Who's to Blame?

It's easy to throw bricks at the founders of failed dotcoms, but according to Scott Blum, that aim is way off. "I personally don't think dotcoms made mistakes," says Blum, 36, founder and former CEO of B2C and B2B e-tailer Buy.com. Blum recently founded Enfrastructure, an Aliso Viejo, California, company that provides a range of outsourced solutions to dotcoms.

Sure, mistakes were made, admits Blum, but "it was the bankers who made them, not the dotcoms," he says. "There was a time when every dotcom was getting financed."

Perhaps Blum is oversimplifying-many dotcom executives made manifold mistakes-but he has a valid point nonetheless. Venture capitalists, supposedly shrewd investors of other people's money, took wild plunges with dotcoms. "There was an overflow of VC capital into companies that didn't have good fundamentals," says Chris Karkenny, CEO of NetCatalyst, a Los Angeles firm that helps dotcoms grow.

"Investors didn't do due diligence," agrees James Gutierrez, founder and president of MagicBeanStalk.com, a San Francisco-based consulting firm that targets dotcoms. "There was a herd mentality, and they invested wildly."

Too much investment money chasing too few good dotcom business plans set the stage-but, says Gutierrez, investors aggravated failure rates. How? "Many dotcoms reacted to the changing moods of their investors by altering their business plans," he says. "When they did this, they failed to stick with their core business." What resulted was a flood of companies with ill-defined goals and little chance of accomplishing any of them.
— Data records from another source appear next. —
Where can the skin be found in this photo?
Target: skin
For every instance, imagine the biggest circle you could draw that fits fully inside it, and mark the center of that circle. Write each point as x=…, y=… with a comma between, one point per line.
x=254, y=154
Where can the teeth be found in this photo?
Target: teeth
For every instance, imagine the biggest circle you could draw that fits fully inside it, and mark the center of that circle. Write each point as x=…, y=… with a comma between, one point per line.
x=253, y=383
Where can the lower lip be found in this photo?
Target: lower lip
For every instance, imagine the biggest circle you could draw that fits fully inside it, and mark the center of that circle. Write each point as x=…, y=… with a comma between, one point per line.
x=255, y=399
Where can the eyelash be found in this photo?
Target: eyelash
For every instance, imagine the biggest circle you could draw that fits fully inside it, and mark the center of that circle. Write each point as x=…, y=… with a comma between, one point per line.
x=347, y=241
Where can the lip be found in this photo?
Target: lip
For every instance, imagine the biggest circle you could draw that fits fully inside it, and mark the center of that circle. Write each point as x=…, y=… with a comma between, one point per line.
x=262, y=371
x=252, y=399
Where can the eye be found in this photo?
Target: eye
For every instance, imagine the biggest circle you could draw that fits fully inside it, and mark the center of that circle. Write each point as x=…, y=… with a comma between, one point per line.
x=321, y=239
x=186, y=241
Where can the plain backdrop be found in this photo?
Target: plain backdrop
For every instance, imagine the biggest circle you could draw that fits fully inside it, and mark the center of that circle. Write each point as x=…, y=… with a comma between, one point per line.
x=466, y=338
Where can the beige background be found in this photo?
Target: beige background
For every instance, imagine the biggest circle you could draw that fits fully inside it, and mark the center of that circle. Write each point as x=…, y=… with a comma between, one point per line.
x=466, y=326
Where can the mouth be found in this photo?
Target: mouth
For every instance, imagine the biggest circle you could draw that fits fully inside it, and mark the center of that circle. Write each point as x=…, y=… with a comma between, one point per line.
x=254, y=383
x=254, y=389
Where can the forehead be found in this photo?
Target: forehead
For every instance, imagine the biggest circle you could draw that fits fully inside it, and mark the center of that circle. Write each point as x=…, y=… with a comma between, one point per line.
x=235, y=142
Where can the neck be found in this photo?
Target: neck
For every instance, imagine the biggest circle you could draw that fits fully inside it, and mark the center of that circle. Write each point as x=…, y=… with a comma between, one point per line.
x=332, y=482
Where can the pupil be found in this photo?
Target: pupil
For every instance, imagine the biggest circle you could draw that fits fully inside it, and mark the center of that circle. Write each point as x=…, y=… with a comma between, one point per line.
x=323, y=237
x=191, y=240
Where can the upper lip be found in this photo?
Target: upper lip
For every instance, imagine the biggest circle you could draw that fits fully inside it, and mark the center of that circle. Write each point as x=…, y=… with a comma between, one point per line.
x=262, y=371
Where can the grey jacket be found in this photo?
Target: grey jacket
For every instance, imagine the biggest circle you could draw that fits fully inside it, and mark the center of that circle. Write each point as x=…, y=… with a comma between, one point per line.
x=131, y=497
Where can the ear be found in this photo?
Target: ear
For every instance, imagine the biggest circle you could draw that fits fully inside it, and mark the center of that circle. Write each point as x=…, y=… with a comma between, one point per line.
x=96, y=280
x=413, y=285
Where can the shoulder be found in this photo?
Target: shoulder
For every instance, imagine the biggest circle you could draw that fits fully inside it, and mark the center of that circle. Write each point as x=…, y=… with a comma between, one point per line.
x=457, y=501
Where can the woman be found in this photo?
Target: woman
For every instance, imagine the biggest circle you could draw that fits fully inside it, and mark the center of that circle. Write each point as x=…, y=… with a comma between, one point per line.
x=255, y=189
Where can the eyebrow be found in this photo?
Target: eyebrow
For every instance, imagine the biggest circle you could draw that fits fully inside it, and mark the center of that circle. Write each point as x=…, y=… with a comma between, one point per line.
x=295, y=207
Add it up and, by any yardstick, promiscuous venture capital funding of poorly conceived dotcoms played a substantial role. Granted, the dotcom executives drove their businesses into the ground-but the fuel in most cases was provided by VCs, who invested incautiously. One upshot: "VCs are being much more deliberate," explains Gutierrez. "They're now asking for weekly cash-flow summaries. A year ago, they never asked to see them. When some dotcoms crashed, they started requesting monthly reports. Now it's weekly. They're staying much closer to their investments."

Don't worry, though. There's still plentiful VC funding for promising Net start-ups. Case in point: OhGolly.com, a Newport Beach, California, Web design and hosting company that targets small businesses. Started with a business plan that called for giving away hosting services, OhGolly junked that model when it became apparent that, sure, it was easy to sign up "customers"-but they weren't paying a thing, and it was much harder than previously envisioned to get them to buy additional services. So OhGolly shifted its business model and adopted a structure in which customers pay as they go.

After a few uncertain months, "the company turned cash-flow positive," says Frank Kavanaugh, the 40-year-old president and CEO of OhGolly. And as Net businesses go, having outgo smaller than income is a rarely attained state. "Now that we don't need money, investors are coming to us, offering us cash," quips Kavanaugh, who admits he spent "many sleepless nights" wondering whether the company had any kind of profitable future.

The lesson? Look profitable, or about to become profitable, and investment money usually isn't hard to land. "Investors are insisting on seeing business models that include sustainable revenues," says Andrew Nuttney, an analyst with Datamonitor. Give them that, and their checkbooks will open.